Wednesday, October 20

Are nursing homes a good setting for inclusion?


  • Mai Camilla Munkejord

    West Care Research Center (HVL)

  • Laila tingvold

    Eastern Care Research Center (NTNU)

May Camilla Munkejord and Laila Tingvold of the Center for Care Research have investigated the extent to which nursing homes can include women with an immigrant background.

If we do not choose to resolve this mess, the lack of qualified personnel will become even more precarious.

Debate
This is a discussion post. Opinions in the text are the responsibility of the writer.

Nursing homes are becoming one of the largest workplaces for women with an immigrant background. But to what extent do nursing homes function as a good setting for inclusion?
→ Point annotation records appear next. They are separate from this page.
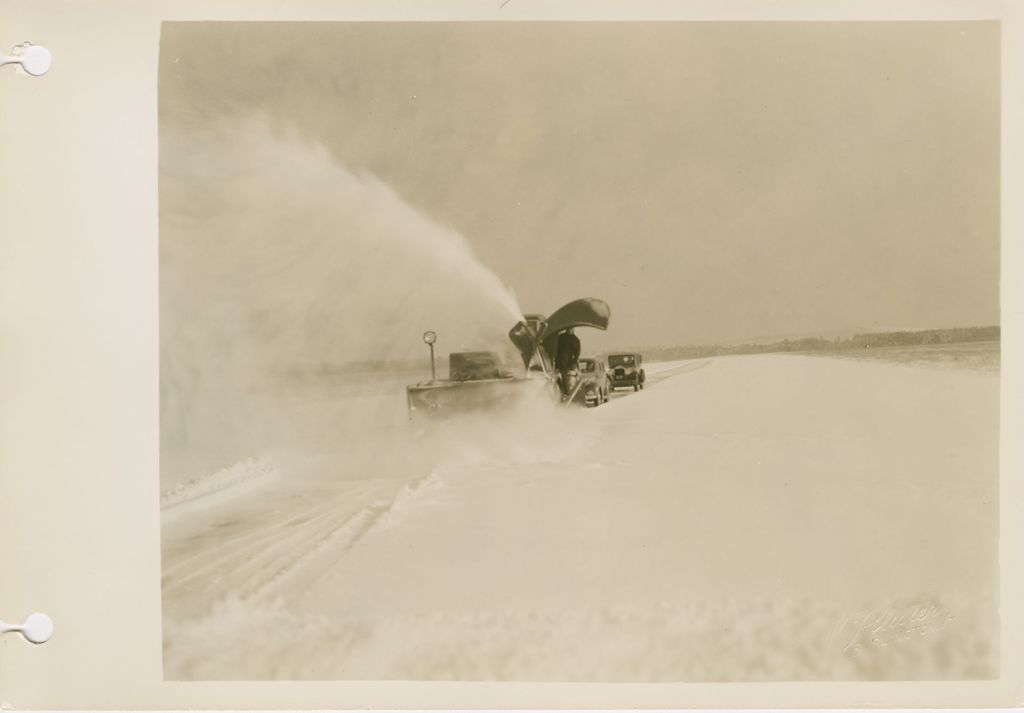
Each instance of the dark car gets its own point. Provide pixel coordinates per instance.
(594, 382)
(626, 370)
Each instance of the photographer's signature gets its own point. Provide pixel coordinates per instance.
(891, 625)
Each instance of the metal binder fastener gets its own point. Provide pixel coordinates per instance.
(37, 628)
(34, 59)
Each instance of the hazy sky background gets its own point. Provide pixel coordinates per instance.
(714, 182)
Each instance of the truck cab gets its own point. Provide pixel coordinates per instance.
(626, 370)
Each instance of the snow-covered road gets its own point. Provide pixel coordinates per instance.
(765, 517)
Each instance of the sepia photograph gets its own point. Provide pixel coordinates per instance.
(580, 351)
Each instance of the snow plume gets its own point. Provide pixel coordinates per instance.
(279, 268)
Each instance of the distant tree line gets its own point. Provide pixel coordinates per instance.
(857, 341)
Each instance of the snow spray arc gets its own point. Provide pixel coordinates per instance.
(274, 258)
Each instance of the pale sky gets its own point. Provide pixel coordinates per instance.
(714, 182)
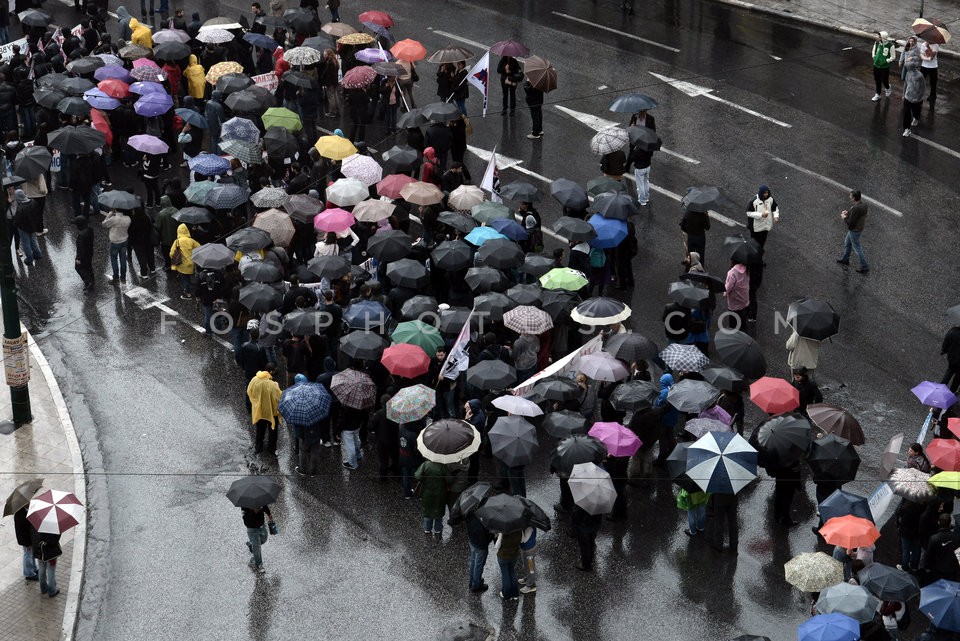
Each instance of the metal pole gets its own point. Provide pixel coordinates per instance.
(19, 395)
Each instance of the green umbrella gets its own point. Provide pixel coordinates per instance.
(418, 333)
(281, 117)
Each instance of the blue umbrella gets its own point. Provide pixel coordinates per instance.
(192, 117)
(366, 315)
(100, 100)
(510, 228)
(829, 627)
(239, 129)
(305, 404)
(226, 196)
(610, 232)
(940, 601)
(722, 462)
(153, 104)
(209, 164)
(842, 503)
(481, 235)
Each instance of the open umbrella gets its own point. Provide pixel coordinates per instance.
(592, 488)
(448, 440)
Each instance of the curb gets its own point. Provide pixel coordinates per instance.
(71, 608)
(758, 8)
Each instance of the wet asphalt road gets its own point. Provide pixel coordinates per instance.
(164, 431)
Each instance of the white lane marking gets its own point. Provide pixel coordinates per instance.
(619, 33)
(597, 123)
(693, 91)
(834, 183)
(936, 145)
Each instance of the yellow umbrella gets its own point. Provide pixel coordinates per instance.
(335, 147)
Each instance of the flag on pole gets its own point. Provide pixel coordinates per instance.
(491, 178)
(479, 77)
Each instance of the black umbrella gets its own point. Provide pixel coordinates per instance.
(723, 377)
(364, 346)
(260, 298)
(329, 267)
(500, 253)
(574, 230)
(493, 374)
(700, 199)
(739, 351)
(832, 458)
(193, 215)
(569, 194)
(485, 279)
(520, 190)
(634, 395)
(784, 439)
(119, 200)
(631, 347)
(452, 255)
(513, 440)
(390, 245)
(253, 491)
(813, 319)
(399, 158)
(617, 205)
(407, 272)
(576, 449)
(564, 423)
(249, 239)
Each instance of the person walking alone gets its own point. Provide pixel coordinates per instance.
(856, 218)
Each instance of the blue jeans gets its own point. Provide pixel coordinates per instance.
(257, 536)
(508, 576)
(478, 559)
(697, 518)
(852, 240)
(30, 247)
(47, 573)
(351, 447)
(118, 254)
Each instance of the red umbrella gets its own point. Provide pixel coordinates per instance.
(945, 454)
(774, 395)
(403, 359)
(381, 18)
(101, 124)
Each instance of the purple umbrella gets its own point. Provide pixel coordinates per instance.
(153, 104)
(112, 72)
(100, 100)
(934, 394)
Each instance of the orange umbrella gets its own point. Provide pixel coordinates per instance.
(849, 531)
(101, 124)
(409, 50)
(774, 395)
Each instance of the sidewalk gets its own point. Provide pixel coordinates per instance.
(45, 448)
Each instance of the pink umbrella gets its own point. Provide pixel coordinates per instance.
(619, 440)
(336, 220)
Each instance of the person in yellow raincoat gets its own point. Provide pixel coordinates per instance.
(196, 78)
(181, 258)
(141, 34)
(263, 394)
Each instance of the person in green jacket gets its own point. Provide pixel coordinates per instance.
(434, 480)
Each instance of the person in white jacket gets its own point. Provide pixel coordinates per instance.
(763, 212)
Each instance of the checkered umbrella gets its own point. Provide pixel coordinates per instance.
(411, 404)
(527, 320)
(54, 512)
(354, 389)
(305, 404)
(684, 358)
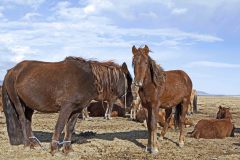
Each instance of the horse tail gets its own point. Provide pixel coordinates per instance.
(190, 134)
(13, 124)
(195, 103)
(177, 114)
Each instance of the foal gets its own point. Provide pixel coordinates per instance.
(215, 128)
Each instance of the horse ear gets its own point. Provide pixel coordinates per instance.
(146, 50)
(134, 50)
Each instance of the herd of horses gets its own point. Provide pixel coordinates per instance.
(70, 86)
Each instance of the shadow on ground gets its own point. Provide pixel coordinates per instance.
(84, 137)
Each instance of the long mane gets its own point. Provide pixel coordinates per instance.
(157, 73)
(107, 75)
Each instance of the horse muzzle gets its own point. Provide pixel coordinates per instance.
(137, 83)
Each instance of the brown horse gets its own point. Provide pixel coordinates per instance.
(65, 87)
(215, 128)
(193, 102)
(160, 89)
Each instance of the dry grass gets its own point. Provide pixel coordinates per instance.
(123, 139)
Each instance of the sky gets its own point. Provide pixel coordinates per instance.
(200, 37)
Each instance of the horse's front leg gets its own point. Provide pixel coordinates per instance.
(184, 108)
(168, 116)
(109, 110)
(63, 117)
(152, 146)
(69, 128)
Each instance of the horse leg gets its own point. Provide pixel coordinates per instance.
(152, 146)
(106, 112)
(69, 128)
(20, 108)
(184, 108)
(28, 114)
(168, 116)
(110, 106)
(64, 114)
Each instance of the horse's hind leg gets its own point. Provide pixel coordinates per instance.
(69, 128)
(63, 117)
(109, 110)
(152, 146)
(20, 108)
(168, 117)
(184, 108)
(28, 114)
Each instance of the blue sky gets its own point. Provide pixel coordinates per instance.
(200, 37)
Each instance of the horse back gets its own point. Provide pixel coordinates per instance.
(41, 84)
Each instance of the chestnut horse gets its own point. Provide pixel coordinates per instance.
(65, 87)
(160, 89)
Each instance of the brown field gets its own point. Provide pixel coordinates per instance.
(121, 138)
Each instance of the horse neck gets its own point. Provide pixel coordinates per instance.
(148, 78)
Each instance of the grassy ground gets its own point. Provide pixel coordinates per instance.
(121, 138)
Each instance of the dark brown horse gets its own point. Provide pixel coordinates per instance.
(65, 87)
(160, 89)
(215, 128)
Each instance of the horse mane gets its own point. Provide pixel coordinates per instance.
(106, 75)
(157, 73)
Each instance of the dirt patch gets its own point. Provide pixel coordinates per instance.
(121, 138)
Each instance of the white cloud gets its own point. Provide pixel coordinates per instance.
(179, 11)
(211, 64)
(32, 3)
(30, 16)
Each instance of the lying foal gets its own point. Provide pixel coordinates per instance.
(215, 128)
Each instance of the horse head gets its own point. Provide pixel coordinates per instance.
(223, 113)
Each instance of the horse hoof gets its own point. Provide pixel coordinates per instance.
(151, 150)
(67, 149)
(54, 148)
(181, 144)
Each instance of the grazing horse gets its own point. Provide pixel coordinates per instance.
(65, 87)
(105, 93)
(136, 103)
(215, 128)
(160, 89)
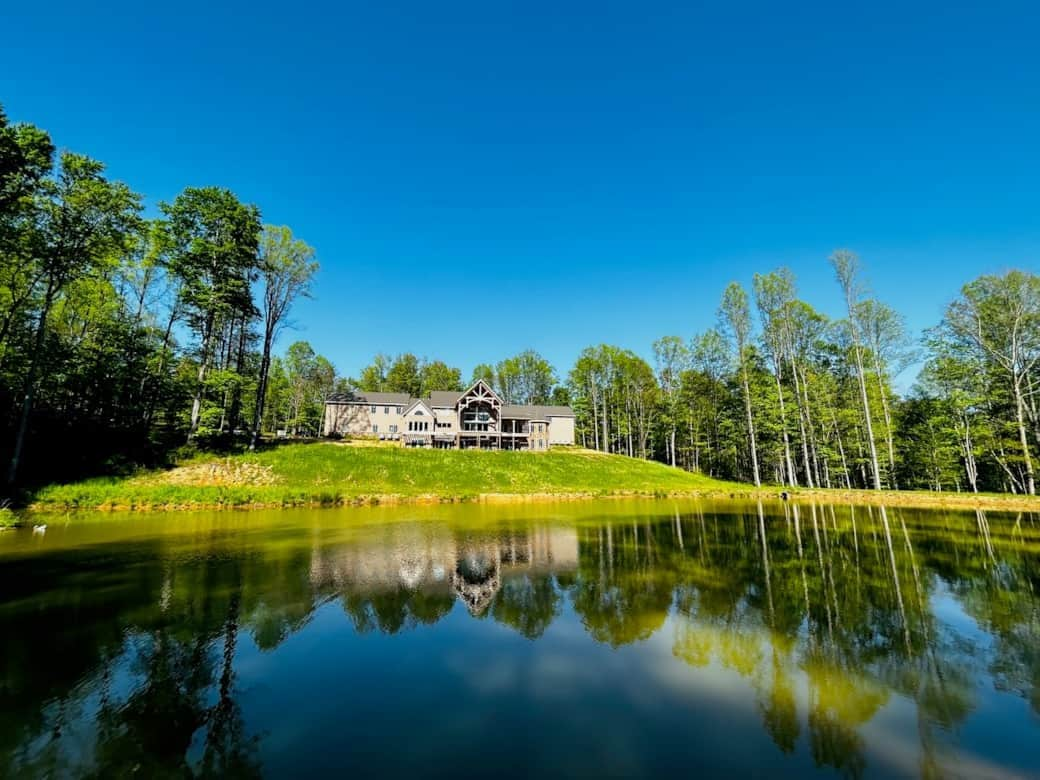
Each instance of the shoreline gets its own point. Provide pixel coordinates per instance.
(800, 495)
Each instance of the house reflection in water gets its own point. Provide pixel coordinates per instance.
(437, 560)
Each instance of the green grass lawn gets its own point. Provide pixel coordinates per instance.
(334, 473)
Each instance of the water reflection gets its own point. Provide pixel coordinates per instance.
(858, 640)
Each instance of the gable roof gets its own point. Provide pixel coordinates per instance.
(444, 397)
(518, 412)
(481, 385)
(359, 396)
(417, 403)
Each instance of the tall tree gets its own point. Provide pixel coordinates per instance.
(373, 377)
(734, 314)
(439, 375)
(82, 221)
(997, 317)
(214, 240)
(885, 335)
(671, 358)
(846, 266)
(526, 378)
(286, 270)
(405, 375)
(774, 293)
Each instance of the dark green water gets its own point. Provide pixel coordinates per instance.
(619, 640)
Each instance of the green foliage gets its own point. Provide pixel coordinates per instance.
(326, 472)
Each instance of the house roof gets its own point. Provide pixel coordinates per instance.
(374, 398)
(449, 398)
(417, 403)
(516, 411)
(444, 397)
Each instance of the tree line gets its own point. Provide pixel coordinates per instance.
(123, 336)
(779, 392)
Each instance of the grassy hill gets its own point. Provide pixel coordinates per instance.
(333, 473)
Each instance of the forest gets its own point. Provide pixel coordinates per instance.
(125, 339)
(778, 393)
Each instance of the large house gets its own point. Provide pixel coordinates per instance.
(475, 418)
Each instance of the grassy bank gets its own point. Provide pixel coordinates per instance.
(335, 473)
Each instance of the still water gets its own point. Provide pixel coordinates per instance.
(613, 639)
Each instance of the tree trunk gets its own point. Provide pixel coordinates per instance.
(788, 463)
(888, 421)
(30, 385)
(1031, 487)
(866, 412)
(203, 363)
(751, 424)
(261, 388)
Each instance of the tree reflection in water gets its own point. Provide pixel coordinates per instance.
(828, 614)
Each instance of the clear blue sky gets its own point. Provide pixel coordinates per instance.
(640, 154)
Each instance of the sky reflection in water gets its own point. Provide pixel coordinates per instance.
(617, 639)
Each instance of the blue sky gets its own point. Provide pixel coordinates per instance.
(637, 155)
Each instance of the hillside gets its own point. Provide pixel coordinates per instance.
(336, 473)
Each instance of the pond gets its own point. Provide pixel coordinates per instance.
(606, 639)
I The multicare project, funded by the Norwegian Research Council, we wanted to investigate precisely this.

Both statistics and our qualitative data show that minority women are increasingly being found in various health studies. They are employed in positions such as nurses, health professionals, and nursing assistants.

Small alternate positions

One of our most interesting findings, however, is about what we would call a partial inclusion of unskilled immigrant women in tiny temporary positions. We have also studied the negative consequences that this hiring practice can have on the quality of nursing home services.

The starting point for this “mess” is that nursing homes are characterized by a great need for weekend substitutes. This is partly because nurses have a rotation scheme, which means that over the course of a year there are many weekend shifts that are not covered by permanent staff.

Common practice is for these vacant shifts to be filled by nursing assistants who are offered small permanent positions, such as a 12% or 15% position as a weekend substitute.

Stress and lack of continuity

The employees in these positions are usually women of immigrant origin. Therefore, these women are offered such small positions that they cannot make a living from work.

Therefore, they are forced to lead a life in which they must always be willing to say yes to additional guards who may appear, often in different departments. This often leads to stress, lack of continuity in work, as well as limited knowledge of residents and colleagues.

May Camilla Munkejord and Laila Tingvold at the Center for Care Research.

One result of this practice is that nurses and health professionals in permanent positions are experiencing increased pressure. This is because surrogates need additional follow-up and assistance in the care and maintenance of residents. Therefore, permanent employees must not only do their own work, but must also constantly help new temporary ones to do their work.

Additionally, some residents are made more uncomfortable by the influx of constantly new caregivers. In general, this leads to an increase in sick leave among permanently employed nurses. In some cases, it also leads to a desire to get off in a reduced position, which in turn leads to an even greater need for substitutes.

Need a better frame

Currently, in many municipalities, unskilled nursing assistants cannot be offered more than a maximum of 20% of a permanent temporary position. This is negative both for those concerned, for their colleagues in permanent positions, for residents of nursing homes and for the services offered in Norwegian nursing homes.

To have a more inclusive working life in Norwegian nursing homes, politicians must create a much better framework. The core solutions will be new rotation schemes for nurses, the opportunity to provide permanent full-time positions to as many people as possible, including nursing assistants, as well as good training courses for everyone.

If we do not choose to solve this mess, the lack of qualified staff in Norwegian nursing homes in the coming years will be even more precarious than previously expected.